Beefing up public-key encryption

By By Larry Hardesty, MIT News Office | 19 Feb 2013

Most financial transactions on the Internet are safeguarded by a cryptographic technique called public-key encryption. Where traditional encryption relies on a single secret key, shared by both sender and recipient, public-key encryption uses two keys that are mathematically related. One, the public key, is published on the internet, and any sender can use it to encrypt a message; the second, the private key, is known only to the recipient and is required for decryption.

Standard public-key encryption is secure as long as an attacker knows nothing other than the public key. But financial institutions and other large organisations seek security against more sophisticated attacks, called chosen-ciphertext attacks (CCAs), in which the attacker also has examples of successful decryption.

Unfortunately, public-key encryption schemes that are resilient against CCAs are hard to devise.
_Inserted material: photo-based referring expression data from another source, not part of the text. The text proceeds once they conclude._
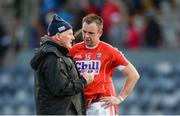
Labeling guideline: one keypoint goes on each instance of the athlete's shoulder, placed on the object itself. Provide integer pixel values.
(107, 46)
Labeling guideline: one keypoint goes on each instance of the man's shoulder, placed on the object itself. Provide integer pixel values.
(107, 46)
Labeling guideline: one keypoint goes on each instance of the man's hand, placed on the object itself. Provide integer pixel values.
(110, 101)
(88, 76)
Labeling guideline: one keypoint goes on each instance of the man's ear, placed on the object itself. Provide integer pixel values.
(58, 36)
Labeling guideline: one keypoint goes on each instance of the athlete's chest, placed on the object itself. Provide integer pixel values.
(93, 61)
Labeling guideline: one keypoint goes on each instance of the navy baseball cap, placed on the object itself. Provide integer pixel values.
(58, 25)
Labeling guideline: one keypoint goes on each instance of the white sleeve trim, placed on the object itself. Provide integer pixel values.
(121, 67)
Their complexity means that software implementations are prone to small errors that can introduce both vulnerabilities and inaccuracies during decryption.

At the International Conference on the Theory and Applications of Cryptographic Techniques this spring, a pair of postdocs at MIT's Computer Science and Artificial Intelligence Laboratory describe a new technique for taking one of these vulnerable, error-prone CCA schemes and turning it into a secure CCA scheme.

The result could be of practical use, in the development of more-secure encryption protocols, but it could also provide theoretical insight into the very nature of cryptographic security.

Playing the odds
In cryptography circles, a message to be encoded is called a plaintext; the encrypted version of it is called a ciphertext. An encryption scheme is considered secure if even someone who knows two plaintexts in advance would find it virtually impossible to deduce which of two ciphertexts encodes which.